Rinvio a gennaio

Riapertura palestre, piscine e sport: se ne riparla nel 2021

Nessun "regalo" nel Decreto Natale per il mondo dello sport: "Non ci sono le condizioni sanitarie, anche se i dati dovessero essere migliori"

Riapertura palestre, piscine e sport: se ne riparla nel 2021
Varese, 23 Novembre 2020 ore 19:00

Il Ministro per le Politiche Giovanili e Sport Vincenzo Spadafora ieri sera, giovedì 18 novembre, a Porta a Porta ha reciso il filo di speranza cui erano appese palestre, piscine, società sportive e atleti di tutto il Paese, che speravano in una riapertura nel nuovo Dpcm.

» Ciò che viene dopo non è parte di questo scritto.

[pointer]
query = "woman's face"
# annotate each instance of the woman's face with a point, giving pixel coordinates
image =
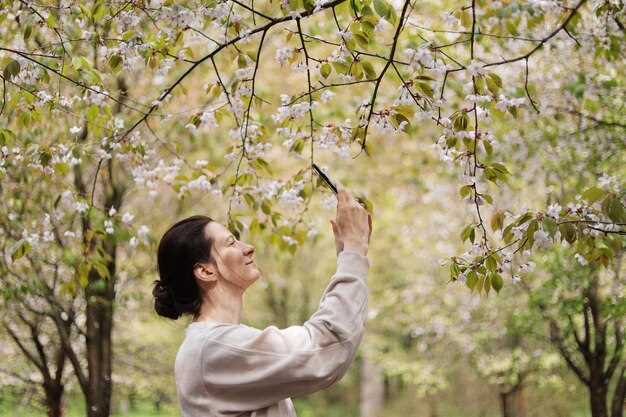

Palestre, piscine e sport: niente riaperture nel Dpcm Natale

Doccia gelata per tutto il mondo dello sport che sperava di poter riaprire pur tra regole e norme di sicurezza a dicembre. Il Ministro allo Sport Vincenzo Spadafora ha chiuso ad ogni possibilità:

Non esistono le condizioni sanitarie in questo momento per poter prevedere nel nuovo Dpcm, quello che entrerà in vigore dopo il 4 dicembre, nuove aperture per quanto riguarda lo sport”.

Un’anticipazione che allontana di un altro mese almeno gli auspici di tutti i gestori e proprietari, per non parlare di tutte quelle persone che, grazie allo sport, lavorano. Una nuova batosta dopo la chiusura decisa dal Governo. Una decisione, quella, presa a una settimana dall’avvertimento a “mettersi in regola, o si chiude tutti” lanciato da Conte e a pochi giorni dalla sigla, sempre di Spadafora, del Protocollo con le linee guida per l’attività sportiva, occasione in cui il ministro aveva ribadito di saper bene che “i gestori di palestre, piscine e centri sportivi sono stati scrupolosi nel rispetto delle indicazioni date finora e la dimostrazione è che non vi sono focolai riconducibili a questi luoghi“.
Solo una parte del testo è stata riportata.